- Directed by: Sinclair Hill
- Written by: A.L. Vincent (novel); Geoffrey H. Malins;
- Starring: Marie Colette; Jean Dehelly; Sybil Rhoda; Edward O'Neill;
- Production companies: Stoll Pictures; Espanola;
- Distributed by: Stoll Pictures
- Release date: March 1926;
- Running time: 7,000 feet
- Countries: Spain; United Kingdom;
- Languages: Silent; English intertitles;

= Sahara Love =

1926 film

Sahara Love is a 1926 British-Spanish silent drama film directed by Sinclair Hill and starring Marie Colette, Jean Dehelly and Sybil Rhoda. It was based on a novel by A.L. Vincent.

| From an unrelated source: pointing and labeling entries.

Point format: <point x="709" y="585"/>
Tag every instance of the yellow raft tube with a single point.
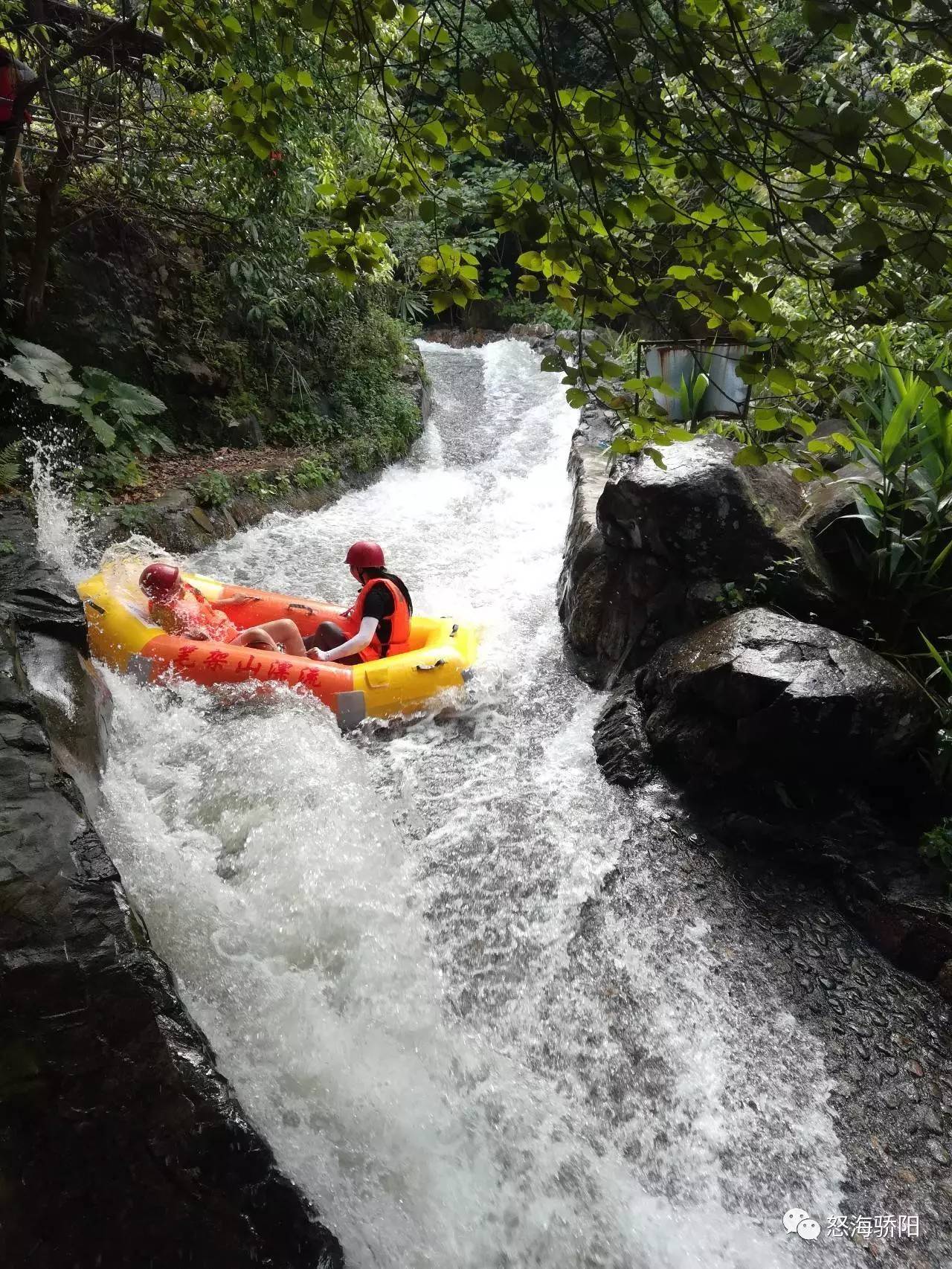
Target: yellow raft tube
<point x="120" y="634"/>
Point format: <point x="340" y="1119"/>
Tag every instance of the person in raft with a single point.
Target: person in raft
<point x="377" y="623"/>
<point x="181" y="609"/>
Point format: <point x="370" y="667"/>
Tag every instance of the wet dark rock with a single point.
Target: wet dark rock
<point x="800" y="745"/>
<point x="120" y="1146"/>
<point x="32" y="591"/>
<point x="759" y="692"/>
<point x="675" y="544"/>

The production company held a competition, the winner of which was given a leading role in the film.

==Synopsis==
Eleanor Vallance turns down Hugh Trevor for another man. After travelling with her new husband to Algiers she discovers he is a violent bully.

==Cast==
- Marie Colette as Eleanor Vallance
- Jean Dehelly as Hugh Trevor
- Sybil Rhoda as Melody Rourke
- Edward O'Neill as Sir Max Drake
- Gordon Hopkirk as Sheik

==Bibliography==
- Bell, Melanie & Williams, Melanie. British Women's Cinema. Routledge, 2010.
- Low, Rachel. The History of British Film: Volume IV, 1918–1929. Routledge, 1997.